Ewald Bonzet

Personal information
- Nationality: South African
- Born: George Groenewald Bonzet 25 December 1951 Caledon, South Africa
- Died: 7 September 2016 (aged 64) Bellville, South Africa
- Education: Cape Technikon, Epping High School
- Occupation: Health inspector
- Spouse: Rene

Sport
- Sport: Track and Road running
- Club: Bellville Athletics club

= Ewald Bonzet =

South African runner (1951–2016)

George Groenewald (Ewald) Bonzet (25 December 1951 – 7 September 2016) was a South African Track and Road runner. At his time he was the National record holder in various distances.

==Early days==

Bonzet was born in Caledon, Western Cape South Africa. His father was a Train Station Master. He attend Epping High School (today known as Goodwood College) He qualified as a Health Inspector at Cape Technikon Later the Technikon merged and became the Cape Peninsula University of Technology. He is married to Rene and have one child.

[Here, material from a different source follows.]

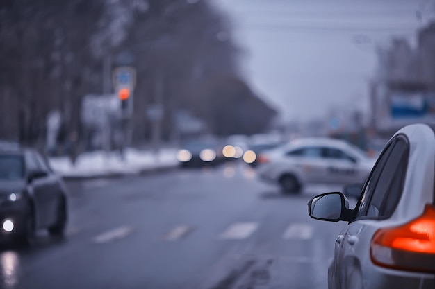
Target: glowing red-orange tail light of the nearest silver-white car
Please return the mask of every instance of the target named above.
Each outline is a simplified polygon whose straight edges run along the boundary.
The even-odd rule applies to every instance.
[[[373,263],[400,270],[435,272],[435,208],[399,227],[379,229],[370,248]]]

He was a Steam Train Enthusiast.

==Running career==

Bonzet ran in the colours of Bellville Athletics club

Personal bests
| Distance | Time (Men) | Year |
| 1500m | 3m37,3s | 1975 |
| 1 mile | 3m57,3s | 1977 |
| 3000m | 7m49,6s | 1976 |
| 3000m steeple chase | 8m31,6 | 1975 |
| 5000m | 13m30,4s | 1978 |
| 10000m | 28m16,2s | 1974 |
| 10 km Road | 29m15s | 1983 |
| 15 km Road | 49m22s | 1994 |
| 21,1 km Road | 1h2m54s | 1982 |
| 42,2 km Road | 2h12m8s | 1983 |

South Africa National record
| Distance | Time (Men) | Year |
| 2000m | 5m2,8s | 1977 |
| 3000m | 7m53,12s | 1974 |
| 3000m | 7m51,8s | 1975 |
| 3000m | 7m49,6s | 1976 |
| 3000m steeple chase | 8m37,6 | 1974 |
| 3000m steeple chase | 8m31,6s | 1975 |
| 2 miles | 8m30,8s | 1975 |
| 5000m | 13m31,2s | 1974 |
| 5000m | 13m30,4s | 1978 |
| 10000m | 28m51,6s | 1972 |
| 10000m | 28m16,2s | 1974 |

==Award==
In 1982 he received the Reggie Walker medal. This medal was presented by Athletics South Africa for excellent performances through the years.